Lone Canary is a winery located in beautiful Spokane, Washington. I try to frequent them every few months, and was there just a couple of weeks ago for the BirdWatchers Election Party. Lone Canary produced three new wines, and the attendees voted on favorites. I lost. I’m not certain who the winner was, but it was not the Petit Verdot. Too bad, it was a wine worth getting excited over. My disclaimer on Lone Canary is that I do really like most of their wines, and for the price, they cannot be beat. Their winemaker made a remark that he could charge double what is charged now for his wines. I concur, I did concur. Though my agreement was quickly followed up with a, “please don’t! I’m only a grad student!” To that, I made him promise me he’d wait to jack the prices up. Ha ha. Riiiiight… but until then, the Merlot! Oh, and no, I don’t get any wine for free, or even discounted.
On the nose, this wine presents with deep black cherries and plum, hint of earth, and black tea. The notes of cherry and plum follow through onto the palate, making this a welcoming fruit-forward Merlot. Dark chocolate and spice are also noted, and the sip rounds out with olive on the finish. The tannins are smooth, the finish as silky as you might expect with the flavor profile. This Merlot sticks with me, a lingering finish; it’s been a while since a wine has earnestly requested that I just sit back and enjoy all that it has to offer.
Now, I’m not a strong advocate of “red wine ‘x’ must be paired with dish ‘x'”, as I believe a good wine will stand on its own, and should not be bogged down, or even elevated, by a dish. Do some wines do better with certain foods? Of course, but if you have to eat “just the right meal” to enjoy the wine, well, I (personally) question how much I like the wine. Although, I still stand strong to not mix red wine with (most) fish/seafood dishes. “I had a bad experience!” (“The Italian Job”). But I must throw in here: tonight’s dinner is a grilled cheese sandwich and tomato soup. Comfort food, absolutely. Surprisingly, the Merlot and the soup do well together. So what’s my final verdict…..

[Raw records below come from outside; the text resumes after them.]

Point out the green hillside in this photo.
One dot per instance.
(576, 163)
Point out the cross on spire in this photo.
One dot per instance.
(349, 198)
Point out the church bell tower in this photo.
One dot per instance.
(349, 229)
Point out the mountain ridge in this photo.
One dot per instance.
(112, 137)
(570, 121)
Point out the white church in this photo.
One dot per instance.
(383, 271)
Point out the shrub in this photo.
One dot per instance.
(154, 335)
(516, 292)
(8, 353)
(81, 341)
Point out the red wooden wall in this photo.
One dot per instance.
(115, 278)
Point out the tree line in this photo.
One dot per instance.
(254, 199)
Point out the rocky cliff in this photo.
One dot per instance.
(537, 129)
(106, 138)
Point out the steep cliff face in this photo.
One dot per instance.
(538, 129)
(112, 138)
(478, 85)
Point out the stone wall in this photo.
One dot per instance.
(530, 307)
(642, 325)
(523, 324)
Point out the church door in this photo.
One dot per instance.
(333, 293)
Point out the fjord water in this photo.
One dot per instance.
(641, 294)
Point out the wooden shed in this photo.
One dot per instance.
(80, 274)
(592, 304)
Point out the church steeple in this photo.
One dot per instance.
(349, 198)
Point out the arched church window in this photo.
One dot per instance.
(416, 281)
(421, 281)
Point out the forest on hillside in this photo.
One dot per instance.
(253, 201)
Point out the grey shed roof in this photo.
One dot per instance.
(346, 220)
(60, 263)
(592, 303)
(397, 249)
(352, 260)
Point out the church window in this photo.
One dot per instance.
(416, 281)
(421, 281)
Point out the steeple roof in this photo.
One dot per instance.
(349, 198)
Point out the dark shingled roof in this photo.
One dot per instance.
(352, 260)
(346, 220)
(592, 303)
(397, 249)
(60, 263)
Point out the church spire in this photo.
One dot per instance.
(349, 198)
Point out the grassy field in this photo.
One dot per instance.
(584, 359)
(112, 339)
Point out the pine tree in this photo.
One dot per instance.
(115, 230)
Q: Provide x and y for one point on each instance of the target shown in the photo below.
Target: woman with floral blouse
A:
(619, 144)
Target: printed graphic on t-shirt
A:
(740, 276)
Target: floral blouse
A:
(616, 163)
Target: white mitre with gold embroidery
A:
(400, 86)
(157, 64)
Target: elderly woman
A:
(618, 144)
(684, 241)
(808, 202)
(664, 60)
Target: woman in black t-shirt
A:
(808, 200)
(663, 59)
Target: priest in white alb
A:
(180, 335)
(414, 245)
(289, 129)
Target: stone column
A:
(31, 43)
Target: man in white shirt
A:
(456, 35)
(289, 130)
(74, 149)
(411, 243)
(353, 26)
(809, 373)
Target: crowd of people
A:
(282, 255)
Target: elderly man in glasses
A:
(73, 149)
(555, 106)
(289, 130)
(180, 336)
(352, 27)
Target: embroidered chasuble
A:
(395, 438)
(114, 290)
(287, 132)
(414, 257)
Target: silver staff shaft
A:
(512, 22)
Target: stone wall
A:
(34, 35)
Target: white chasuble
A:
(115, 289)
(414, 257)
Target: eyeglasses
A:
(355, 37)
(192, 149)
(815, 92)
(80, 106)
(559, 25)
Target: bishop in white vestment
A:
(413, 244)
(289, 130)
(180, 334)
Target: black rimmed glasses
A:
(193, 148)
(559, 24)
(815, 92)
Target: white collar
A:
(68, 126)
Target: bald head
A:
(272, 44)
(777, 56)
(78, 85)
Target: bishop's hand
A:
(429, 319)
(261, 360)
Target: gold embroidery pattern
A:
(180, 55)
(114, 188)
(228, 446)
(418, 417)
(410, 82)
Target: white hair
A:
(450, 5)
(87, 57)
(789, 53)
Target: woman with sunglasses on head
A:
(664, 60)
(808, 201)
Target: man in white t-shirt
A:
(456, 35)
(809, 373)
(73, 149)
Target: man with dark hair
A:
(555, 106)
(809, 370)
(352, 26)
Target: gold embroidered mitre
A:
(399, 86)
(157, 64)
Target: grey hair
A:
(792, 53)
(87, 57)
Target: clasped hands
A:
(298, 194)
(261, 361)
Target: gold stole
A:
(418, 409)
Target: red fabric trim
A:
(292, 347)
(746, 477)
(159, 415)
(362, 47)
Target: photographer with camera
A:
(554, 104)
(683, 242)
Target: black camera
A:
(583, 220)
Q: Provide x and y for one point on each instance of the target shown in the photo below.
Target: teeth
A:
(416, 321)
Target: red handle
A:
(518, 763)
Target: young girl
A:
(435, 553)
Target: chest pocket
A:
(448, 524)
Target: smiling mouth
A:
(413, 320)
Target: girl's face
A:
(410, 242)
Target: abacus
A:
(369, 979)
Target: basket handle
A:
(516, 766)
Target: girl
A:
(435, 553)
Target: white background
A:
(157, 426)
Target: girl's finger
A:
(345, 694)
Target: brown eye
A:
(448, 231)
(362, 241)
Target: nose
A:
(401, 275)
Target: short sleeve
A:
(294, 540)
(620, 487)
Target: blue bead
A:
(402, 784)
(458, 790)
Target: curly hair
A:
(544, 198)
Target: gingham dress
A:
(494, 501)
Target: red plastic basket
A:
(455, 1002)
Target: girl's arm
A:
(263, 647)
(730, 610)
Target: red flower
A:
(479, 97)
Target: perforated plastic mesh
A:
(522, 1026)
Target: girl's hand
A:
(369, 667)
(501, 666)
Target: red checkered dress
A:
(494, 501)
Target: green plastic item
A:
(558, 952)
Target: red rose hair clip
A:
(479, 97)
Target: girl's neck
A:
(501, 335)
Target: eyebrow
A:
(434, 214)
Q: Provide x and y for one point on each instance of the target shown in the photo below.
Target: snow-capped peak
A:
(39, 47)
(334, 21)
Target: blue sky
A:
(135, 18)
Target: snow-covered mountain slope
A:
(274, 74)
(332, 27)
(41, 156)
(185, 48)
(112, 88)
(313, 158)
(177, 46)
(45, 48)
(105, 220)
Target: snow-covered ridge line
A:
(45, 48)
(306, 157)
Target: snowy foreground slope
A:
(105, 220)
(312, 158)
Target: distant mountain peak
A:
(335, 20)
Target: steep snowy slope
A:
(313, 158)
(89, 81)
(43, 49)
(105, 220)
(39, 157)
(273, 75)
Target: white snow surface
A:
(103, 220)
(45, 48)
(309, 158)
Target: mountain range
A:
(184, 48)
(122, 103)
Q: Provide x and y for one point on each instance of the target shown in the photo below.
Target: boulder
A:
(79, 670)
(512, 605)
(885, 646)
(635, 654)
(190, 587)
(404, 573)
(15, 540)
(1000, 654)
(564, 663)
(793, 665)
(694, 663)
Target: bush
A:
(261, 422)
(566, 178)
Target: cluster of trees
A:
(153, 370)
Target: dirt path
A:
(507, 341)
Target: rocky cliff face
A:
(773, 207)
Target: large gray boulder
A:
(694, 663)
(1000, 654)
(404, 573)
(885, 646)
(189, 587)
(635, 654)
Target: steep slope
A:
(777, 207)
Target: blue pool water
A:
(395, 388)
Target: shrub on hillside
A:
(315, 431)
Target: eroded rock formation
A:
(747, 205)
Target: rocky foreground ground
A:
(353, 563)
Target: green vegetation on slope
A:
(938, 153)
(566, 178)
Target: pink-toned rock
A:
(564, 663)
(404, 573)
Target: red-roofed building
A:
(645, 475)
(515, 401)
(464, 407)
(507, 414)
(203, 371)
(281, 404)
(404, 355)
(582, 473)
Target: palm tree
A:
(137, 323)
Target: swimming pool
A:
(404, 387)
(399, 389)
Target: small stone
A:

Lone Canary 2006 Merlot: ★★★★ great wine!
This wine will set you back roughly $20. And yes, it is worth the price. I don’t often see a good Merlot below this price point (the H3, if you catch it on sale), and so if you are looking for a good wine, you’ll find it here! Locally, Lone Canary is often seen in a few grocery stores, and of course, in the wine room downtown. Don’t live in the Spokane area and are unsure where to go? Contact Lone Canary via their webpage at http://www.lonecanary.com and fill out the order form or just give them a call! Don’t tell them I sen you, they’d have no idea who I was. My final say on this wine, as well as the H3, is that I am glad I decided to give Merlot a second chance. It is a beautiful wine, wonderfully crafted, and well-deserving of a place in your collection.